She kissed his hand again. “Yes, I do! I am saying just as plainly as I can that I love you; that I belong to you, and that I ask for nothing else but to belong to you as long as I live.”
His hand made a motion of protest.
“I want you just as much as I did the day you first kissed me. I want the right to stay with you always and care for you.”
He winced visibly. “‘Care for me!’” he repeated. “It would be all care. I have nothing to bring you now but sorrow and regret. I’m not the Daunt who offered himself to you at Warne. I’m only a fragment. I had health and hopes then. I had beautiful dreams, Margaret—dreams of work and a home and you. I shan’t ever forget those dreams, but they can never come true!”
She smoothed his hand caressingly. “I have had dreams, too,” she answered. “This is the one that comes oftenest of all. It is about you and me.” She turned her head, with a spot of color in either cheek. “Sometimes it is in the day. You are lying, writing away at a new book of yours, and I am filling your pipe for you, while the tea is getting hot.

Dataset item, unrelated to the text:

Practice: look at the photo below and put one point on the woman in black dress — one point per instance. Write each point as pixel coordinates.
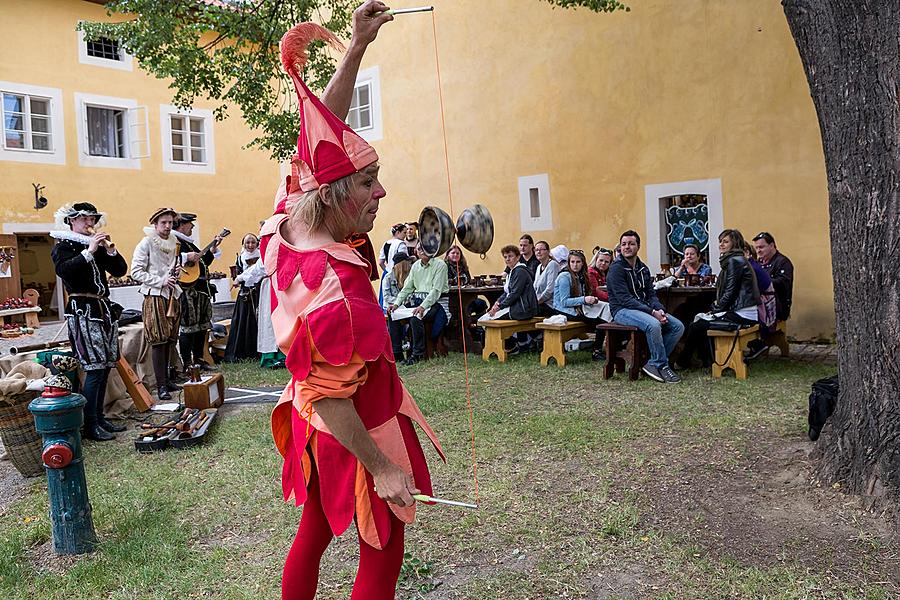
(242, 336)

I see you smile up to me and say, ‘Clever girl! how did you know I wanted a smoke?’ Then you read your last chapter to me, and I tell you how I wouldn’t have said it the way the woman in the story does, and you pretend you are going to change it, and don’t.
“Sometimes it is in the evening, and we are looking out at the sunset just as we have been doing to-night.”

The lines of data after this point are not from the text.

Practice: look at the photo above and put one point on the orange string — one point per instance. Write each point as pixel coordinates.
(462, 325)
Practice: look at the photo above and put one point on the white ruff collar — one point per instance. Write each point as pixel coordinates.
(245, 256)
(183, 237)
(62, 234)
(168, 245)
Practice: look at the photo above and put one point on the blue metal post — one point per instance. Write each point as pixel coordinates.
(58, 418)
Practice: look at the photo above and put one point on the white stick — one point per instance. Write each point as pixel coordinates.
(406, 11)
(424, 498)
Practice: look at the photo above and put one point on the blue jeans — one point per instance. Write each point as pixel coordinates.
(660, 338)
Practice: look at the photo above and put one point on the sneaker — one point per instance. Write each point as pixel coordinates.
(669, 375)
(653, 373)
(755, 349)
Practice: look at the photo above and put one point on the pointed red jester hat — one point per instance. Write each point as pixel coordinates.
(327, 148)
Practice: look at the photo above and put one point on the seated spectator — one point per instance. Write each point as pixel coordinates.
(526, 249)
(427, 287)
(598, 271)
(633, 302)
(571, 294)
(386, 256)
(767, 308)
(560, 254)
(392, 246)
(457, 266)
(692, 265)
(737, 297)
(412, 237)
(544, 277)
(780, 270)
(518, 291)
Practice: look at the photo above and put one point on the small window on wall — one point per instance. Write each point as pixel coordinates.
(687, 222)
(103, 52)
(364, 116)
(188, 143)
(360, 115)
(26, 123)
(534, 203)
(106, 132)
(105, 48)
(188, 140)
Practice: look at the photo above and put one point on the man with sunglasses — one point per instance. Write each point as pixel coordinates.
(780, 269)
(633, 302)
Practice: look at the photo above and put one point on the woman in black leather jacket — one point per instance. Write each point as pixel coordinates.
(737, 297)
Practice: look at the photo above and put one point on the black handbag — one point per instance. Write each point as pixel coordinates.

He would have spoken, but she covered his mouth with her hand. His moist breath wrapped her palm.
“And then it is dark and there is a big red lamp on the table—the one I had in my old room—and I am reading the latest novel to you, and when we have got to the end, you are telling me how you would have done it.”
While she had been speaking, glowing and dark-eyed, a mystical peace—a divine forgetfulness had touched him. He lifted his hand to his forehead, feeling her soft fingers. The pictures she painted were so sweet!
Presently he threw his arm down with a swallowed sob. The dream-scene faded, and he lay once more helpless and despairing, weighted with the heaviness of useless limbs, a numb burden for whom there could be no love, no joy, nothing but the inevitable rebuke of enduring pain. He smoothed the wide dun-gold waves of her hair gently.